Dos familias de Rosario viven horas de angustia y desesperación por la desaparición de sus seres queridos. Se trata de Natalia Altamirano, de 33 años, y Emilio Budini, de 34. Ambos fueron vistos por última vez en el centro de la ciudad y desde entonces no hay rastros de ellos.
Las denuncias ya fueron radicadas ante la Policía de Santa Fe, que a través de la Policía de Investigaciones (PDI) tomó intervención en cada caso. Los investigadores ya entrevistaron a las familias y comenzaron con las tareas de búsqueda, mientras los allegados difunden los pedidos de ayuda en las redes sociales.
Natalia, madre de cuatro hijos, salió del trabajo y no volvió
La familia de Natalia Altamirano no tiene noticias de la joven desde el jueves a las 14.10, cuando se retiró de su trabajo en Zeballos y España, en pleno centro rosarino. Según contaron sus compañeros, durante la mañana había estado alterada y pidió salir unos minutos antes. Desde entonces, su celular no responde y nadie logra comunicarse con ella.
Natalia tiene cuatro hijos de entre 8 y 16 años y vive en la zona oeste de la ciudad. Su tía Alicia, que es la encargada de hablar con los medios, aseguró que es imposible que la joven se haya ido sin avisar. “Los jefes de ella mostraron los videos y salió caminando por Zeballos para el lado de España, pero hasta ahí llegamos”, relató.

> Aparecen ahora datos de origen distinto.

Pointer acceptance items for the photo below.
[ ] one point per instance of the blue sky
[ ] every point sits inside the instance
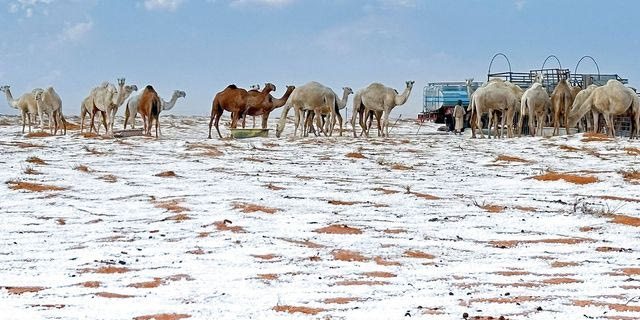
(201, 46)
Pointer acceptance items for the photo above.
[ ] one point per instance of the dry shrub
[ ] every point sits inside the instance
(36, 160)
(35, 187)
(505, 158)
(109, 178)
(82, 168)
(355, 155)
(38, 134)
(250, 208)
(166, 174)
(571, 178)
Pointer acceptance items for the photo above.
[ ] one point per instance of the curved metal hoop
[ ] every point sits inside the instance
(495, 56)
(594, 62)
(547, 59)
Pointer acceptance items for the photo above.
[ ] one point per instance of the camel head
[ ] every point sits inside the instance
(268, 87)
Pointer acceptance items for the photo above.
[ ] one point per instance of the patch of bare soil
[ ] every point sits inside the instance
(163, 316)
(626, 220)
(250, 208)
(36, 160)
(225, 225)
(355, 155)
(504, 158)
(34, 187)
(303, 310)
(613, 306)
(571, 178)
(418, 254)
(111, 295)
(338, 229)
(38, 134)
(348, 255)
(21, 290)
(515, 243)
(166, 174)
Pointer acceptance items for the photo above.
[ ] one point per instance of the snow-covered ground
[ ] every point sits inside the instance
(429, 226)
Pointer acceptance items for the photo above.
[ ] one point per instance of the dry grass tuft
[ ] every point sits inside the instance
(35, 187)
(166, 174)
(36, 160)
(355, 155)
(571, 178)
(38, 134)
(250, 208)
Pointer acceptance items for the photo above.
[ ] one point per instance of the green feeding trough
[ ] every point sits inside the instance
(249, 133)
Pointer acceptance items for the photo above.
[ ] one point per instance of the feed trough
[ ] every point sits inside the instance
(249, 133)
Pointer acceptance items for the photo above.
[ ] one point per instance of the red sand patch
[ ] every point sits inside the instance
(379, 274)
(111, 295)
(340, 300)
(225, 226)
(21, 290)
(250, 208)
(571, 178)
(348, 255)
(36, 160)
(338, 229)
(166, 174)
(33, 187)
(515, 243)
(265, 256)
(418, 254)
(381, 261)
(613, 306)
(106, 270)
(163, 316)
(292, 309)
(626, 220)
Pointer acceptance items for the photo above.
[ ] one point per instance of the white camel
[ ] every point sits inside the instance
(26, 104)
(105, 99)
(312, 96)
(49, 103)
(132, 107)
(340, 104)
(611, 99)
(376, 97)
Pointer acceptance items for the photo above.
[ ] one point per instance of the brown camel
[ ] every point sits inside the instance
(267, 106)
(150, 107)
(237, 101)
(561, 100)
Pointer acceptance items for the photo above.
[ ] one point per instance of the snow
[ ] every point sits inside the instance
(54, 239)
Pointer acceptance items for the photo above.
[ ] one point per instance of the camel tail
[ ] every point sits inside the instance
(577, 112)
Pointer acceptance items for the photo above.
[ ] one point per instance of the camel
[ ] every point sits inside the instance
(340, 104)
(105, 99)
(376, 97)
(496, 95)
(132, 108)
(149, 107)
(26, 104)
(237, 101)
(534, 103)
(49, 102)
(561, 100)
(267, 106)
(311, 96)
(611, 99)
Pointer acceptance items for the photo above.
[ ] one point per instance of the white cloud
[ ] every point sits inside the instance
(270, 3)
(170, 5)
(76, 32)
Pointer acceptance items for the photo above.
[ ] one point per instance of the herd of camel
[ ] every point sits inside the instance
(314, 102)
(567, 105)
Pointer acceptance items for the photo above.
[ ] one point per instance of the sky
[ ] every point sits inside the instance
(201, 46)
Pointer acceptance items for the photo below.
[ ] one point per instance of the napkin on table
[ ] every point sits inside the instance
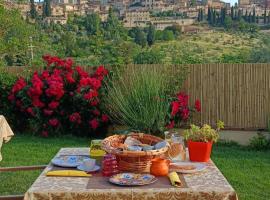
(175, 180)
(70, 173)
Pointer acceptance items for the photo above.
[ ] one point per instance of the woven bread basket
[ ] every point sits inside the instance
(133, 161)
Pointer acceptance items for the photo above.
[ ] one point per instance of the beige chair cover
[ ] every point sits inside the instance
(5, 132)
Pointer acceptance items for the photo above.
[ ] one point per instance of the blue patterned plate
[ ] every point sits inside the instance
(132, 179)
(68, 161)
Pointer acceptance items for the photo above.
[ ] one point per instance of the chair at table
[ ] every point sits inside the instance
(5, 135)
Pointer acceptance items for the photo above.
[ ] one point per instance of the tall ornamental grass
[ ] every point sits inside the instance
(139, 96)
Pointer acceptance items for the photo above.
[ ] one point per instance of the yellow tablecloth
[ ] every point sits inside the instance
(5, 132)
(207, 185)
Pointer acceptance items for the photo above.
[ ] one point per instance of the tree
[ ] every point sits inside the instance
(47, 8)
(228, 23)
(113, 26)
(151, 35)
(246, 16)
(92, 23)
(223, 15)
(140, 38)
(249, 18)
(232, 13)
(148, 57)
(253, 19)
(168, 35)
(176, 29)
(264, 16)
(209, 15)
(33, 11)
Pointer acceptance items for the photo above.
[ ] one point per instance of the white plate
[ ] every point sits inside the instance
(82, 168)
(199, 167)
(68, 161)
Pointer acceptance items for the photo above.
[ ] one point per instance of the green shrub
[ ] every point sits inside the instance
(139, 96)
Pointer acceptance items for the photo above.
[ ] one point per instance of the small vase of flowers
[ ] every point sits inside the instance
(200, 141)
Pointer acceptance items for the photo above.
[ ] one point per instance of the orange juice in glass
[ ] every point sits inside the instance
(96, 152)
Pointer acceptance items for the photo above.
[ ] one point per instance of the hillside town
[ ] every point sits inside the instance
(140, 13)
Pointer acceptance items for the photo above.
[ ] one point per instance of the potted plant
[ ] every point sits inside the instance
(200, 140)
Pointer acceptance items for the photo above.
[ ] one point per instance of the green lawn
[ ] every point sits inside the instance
(247, 171)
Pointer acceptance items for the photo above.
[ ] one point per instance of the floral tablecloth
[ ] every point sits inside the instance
(207, 185)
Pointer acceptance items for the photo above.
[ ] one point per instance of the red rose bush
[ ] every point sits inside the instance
(63, 98)
(181, 111)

La madre de Natalia, junto al padre de los chicos, radicó la denuncia en la comisaría 2ª. Además, recorrieron hospitales y la Terminal de Ómnibus Mariano Moreno en busca de algún dato que permita ubicarla. La policía también revisó la casa del expareja de Natalia, pero no encontró nada de importancia.
“Si alguien la vio o recibió un mensaje que nos digan, estamos desesperados. Los chicos son criaturas chicas y no sabemos cómo explicar lo que pasa. No sabemos qué más hacer. Cuanto más tiempo pase es mucho más peligroso. No quiero que termine como las últimas mujeres”, expresó Alicia entre lágrimas.
Para este viernes, en la zona de 27 de Febrero y Felipe Moré, está convocada una movilización para pedir por la aparición de Natalia.
Emilio salió apurado para trabajar y nunca llegó
El caso de Emilio Budini es igual de preocupante. El miércoles pasado, a las 9, salió apurado de su casa porque llegaba tarde a su trabajo como secretario administrativo en sanatorios. La última vez que lo vieron fue en Zeballos y San Martín, también en el centro de Rosario.
Emilio tiene 34 años, es oriundo de Puerto Gaboto y reside en Maciel. Durante la semana trabajaba en Rosario, pero esa mañana no llegó a su destino. “Su jefe me escribió para decirme que no había llegado”, contó Sol, su hermana, en diálogo con LT8.
La mujer se contactó con amigos y compañeros de trabajo, pero nadie puede ubicarlo. Le llama la atención que, a pesar de ser muy unidos, su hermano nunca le avisó a dónde iba y faltó al trabajo. La última vez que lo vieron llevaba un bolso de trabajo y una mochila.
Sol también reveló que Emilio tiene una falla renal “bastante importante” y que está medicado a diario por su situación. Recorrió hospitales y sanatorios de Rosario, Granadero Baigorria y Villa Gobernador Gálvez, pero sigue sin aparecer.